© Reuters. FILE PHOTO: Customers leaving an Under Armor store in New York City, U.S., November 4, 2019. REUTERS/Brendan McDermid/File Photo
By Aatrayee Chatterjee and Ananya Mariam Rajesh
(Reuters) -Under Armor on Wednesday raised its annual gross margin expectations, as the sportswear maker benefits from easing cost pressures even as it struggles with tepid demand in its largest North American market.
The company’s shares, which have fallen about 29% so far this year, rose 5% in early trading as second-quarter earnings beat analyst estimates.
Freight and raw material costs are moderating for global companies due to spikes caused by supply chain disruptions during the pandemic and compounded by the war between Russia and Ukraine.
The sportswear brand now expects annual gross margin to increase between 100 and 125 basis points, compared to its previous expectation of between 25 and 75 basis points.
The company also expects its selling, general and administrative expenses to be stable or slightly down compared to the previous forecast of stable or slightly up.
This has helped Under Armor (NYSE 🙂 soften the blow of deep discounts implemented to attract customers struggling with higher interest rates and persistent inflation, as well as American wholesalers cutting back on orders, a problem noted by his rivals.

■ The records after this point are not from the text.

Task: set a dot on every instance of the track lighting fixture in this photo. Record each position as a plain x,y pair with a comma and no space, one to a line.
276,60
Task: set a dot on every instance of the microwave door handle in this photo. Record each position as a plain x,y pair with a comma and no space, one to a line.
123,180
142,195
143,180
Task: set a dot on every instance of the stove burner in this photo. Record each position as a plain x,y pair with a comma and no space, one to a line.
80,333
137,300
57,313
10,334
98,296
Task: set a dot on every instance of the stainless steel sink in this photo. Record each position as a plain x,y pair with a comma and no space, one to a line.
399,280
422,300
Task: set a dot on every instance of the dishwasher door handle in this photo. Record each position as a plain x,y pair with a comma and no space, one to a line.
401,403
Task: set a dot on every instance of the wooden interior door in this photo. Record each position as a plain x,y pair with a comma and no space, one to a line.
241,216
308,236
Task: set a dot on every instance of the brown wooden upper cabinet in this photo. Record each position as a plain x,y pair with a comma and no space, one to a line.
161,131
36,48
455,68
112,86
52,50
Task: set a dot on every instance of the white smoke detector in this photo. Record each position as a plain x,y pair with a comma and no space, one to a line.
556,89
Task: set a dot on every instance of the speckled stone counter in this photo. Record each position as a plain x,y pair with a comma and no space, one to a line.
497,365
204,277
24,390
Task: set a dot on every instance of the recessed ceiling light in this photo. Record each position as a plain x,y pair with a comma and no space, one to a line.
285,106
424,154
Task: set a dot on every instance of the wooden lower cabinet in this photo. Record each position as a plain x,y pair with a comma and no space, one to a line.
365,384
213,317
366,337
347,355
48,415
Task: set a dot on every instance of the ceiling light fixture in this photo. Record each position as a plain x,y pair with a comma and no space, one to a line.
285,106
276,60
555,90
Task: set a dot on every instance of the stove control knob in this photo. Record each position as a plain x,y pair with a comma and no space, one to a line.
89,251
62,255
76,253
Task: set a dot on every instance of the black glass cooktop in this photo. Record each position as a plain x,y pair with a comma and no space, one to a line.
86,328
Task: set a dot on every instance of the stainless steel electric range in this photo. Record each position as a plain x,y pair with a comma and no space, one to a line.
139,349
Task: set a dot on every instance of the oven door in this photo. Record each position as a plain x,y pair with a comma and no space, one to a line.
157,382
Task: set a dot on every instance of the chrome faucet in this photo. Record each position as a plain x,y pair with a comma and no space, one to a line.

Nike (NYSE:) and Adidas (OTC:).
Under Armor “is not seeing significant cancellations” in the wholesale business, but “does not anticipate as many or at once automatic replenishment orders as initially planned,” Chief Financial Officer David Bergman said on an earnings conference call.
Wholesale revenue declined 1% in the second quarter, while sales in North America fell 2%.
“The North American wholesale environment has been challenging and will likely continue to be challenging,” said Simeon Siegel, an analyst at BMO Capital Markets.
Still, the results suggest “a healthy flow of sales rather than one riddled with discounts,” he added, noting that the direct-to-consumer segment remains stable with a 3% increase in revenue.
Under Armor now expects annual revenue to fall 2% to 4%, compared with its previous outlook of being flat or slightly up.
The company’s second-quarter profit of 24 cents per share beat analyst estimates of 21 cents, according to LSEG data.